When a cable is cut a large number of independent asynchronous instances of the topology update and path redialing protocol will be triggered. Recovery actions must first wait until the OSPF-TE global view is synchronized in each node. As soon as it is, there will be a mass onset of CR-LDP signaling instances as individual end-node pairs attempt to re-establish their failed paths. Each acts without coordination with the others doing so concurrently. OSPF-TE updates will continue to be generated as the available capacity state changes on each link as CR-LDP seizures of capacity occur. This causes other CR-LDP instances to fail or be initiated with out of date resource information and destined to have to crank back.
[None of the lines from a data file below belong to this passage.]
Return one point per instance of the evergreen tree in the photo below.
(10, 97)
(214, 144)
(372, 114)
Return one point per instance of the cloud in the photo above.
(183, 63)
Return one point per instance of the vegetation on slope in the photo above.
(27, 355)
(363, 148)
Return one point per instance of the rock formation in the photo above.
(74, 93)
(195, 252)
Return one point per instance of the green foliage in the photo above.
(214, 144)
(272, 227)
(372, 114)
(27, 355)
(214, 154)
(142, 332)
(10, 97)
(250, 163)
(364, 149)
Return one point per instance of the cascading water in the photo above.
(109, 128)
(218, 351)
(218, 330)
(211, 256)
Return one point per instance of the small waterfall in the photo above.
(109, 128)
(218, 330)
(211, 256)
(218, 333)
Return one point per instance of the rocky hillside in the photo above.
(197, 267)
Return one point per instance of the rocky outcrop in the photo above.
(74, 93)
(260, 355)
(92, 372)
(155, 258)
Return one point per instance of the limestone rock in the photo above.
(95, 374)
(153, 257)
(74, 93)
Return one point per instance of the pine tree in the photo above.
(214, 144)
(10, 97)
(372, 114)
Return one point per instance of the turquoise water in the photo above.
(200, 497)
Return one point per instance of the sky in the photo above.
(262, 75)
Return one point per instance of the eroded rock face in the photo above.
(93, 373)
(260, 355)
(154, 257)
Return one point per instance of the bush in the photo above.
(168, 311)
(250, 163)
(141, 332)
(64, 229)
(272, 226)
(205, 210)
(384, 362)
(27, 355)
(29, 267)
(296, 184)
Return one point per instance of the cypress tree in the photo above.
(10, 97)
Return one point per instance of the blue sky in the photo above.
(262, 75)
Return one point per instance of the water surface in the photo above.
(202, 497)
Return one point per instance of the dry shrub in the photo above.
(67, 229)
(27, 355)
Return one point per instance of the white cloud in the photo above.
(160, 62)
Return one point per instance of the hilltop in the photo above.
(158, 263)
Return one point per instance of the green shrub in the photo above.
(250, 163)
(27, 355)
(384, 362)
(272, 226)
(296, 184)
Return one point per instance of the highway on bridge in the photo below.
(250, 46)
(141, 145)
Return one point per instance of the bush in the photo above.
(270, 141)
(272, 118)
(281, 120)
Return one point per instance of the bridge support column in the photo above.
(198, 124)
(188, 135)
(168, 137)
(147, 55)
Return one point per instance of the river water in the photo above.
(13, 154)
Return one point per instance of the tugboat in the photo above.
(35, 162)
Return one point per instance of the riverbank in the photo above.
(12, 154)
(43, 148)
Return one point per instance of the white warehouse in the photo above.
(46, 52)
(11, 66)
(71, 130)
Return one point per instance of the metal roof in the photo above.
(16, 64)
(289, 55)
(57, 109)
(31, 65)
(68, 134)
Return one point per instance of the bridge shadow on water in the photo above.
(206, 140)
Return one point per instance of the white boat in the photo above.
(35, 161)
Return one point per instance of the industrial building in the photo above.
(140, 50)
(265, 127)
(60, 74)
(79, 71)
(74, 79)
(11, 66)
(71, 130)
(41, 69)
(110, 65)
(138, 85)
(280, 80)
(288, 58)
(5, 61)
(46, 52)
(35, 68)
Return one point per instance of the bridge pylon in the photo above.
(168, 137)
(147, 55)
The overall dynamics of possibly thousands of concurrently activated signaling, capacity seizure, and update dissemination protocol instances, and how they will interact to allocate the available capacity for protection, and how fast the whole process would settle down is quite uncertain. Even without considering signaling contention and fall-back dynamics, it is theoretically impossible to say what restoration level will be achieved because a finite-capacity multi-commodity rerouting problem is being attempted by a greedy (and mutually interfering) set of routing instances. The theoretical issue, treated in Chapter 4 and further in Chapter 6, is that of "mutual capacity"—where one path-finding instance with several choices may, when acting independently, take capacity that makes paths for many other pairs infeasible. This can occur even when there is sufficient capacity for full restoration under more coordinated routing. Thus, GMPLS auto reprovisioning may provide a useful built-in reaction for isolated path failures, but because there can be no assurances about the overall level or distribution of the recovery pattern for the set of paths that fail simultaneously under a cable cut, we do not treat it as a restoration method for use in the logical layer. This technique is more suited to use in the service layer.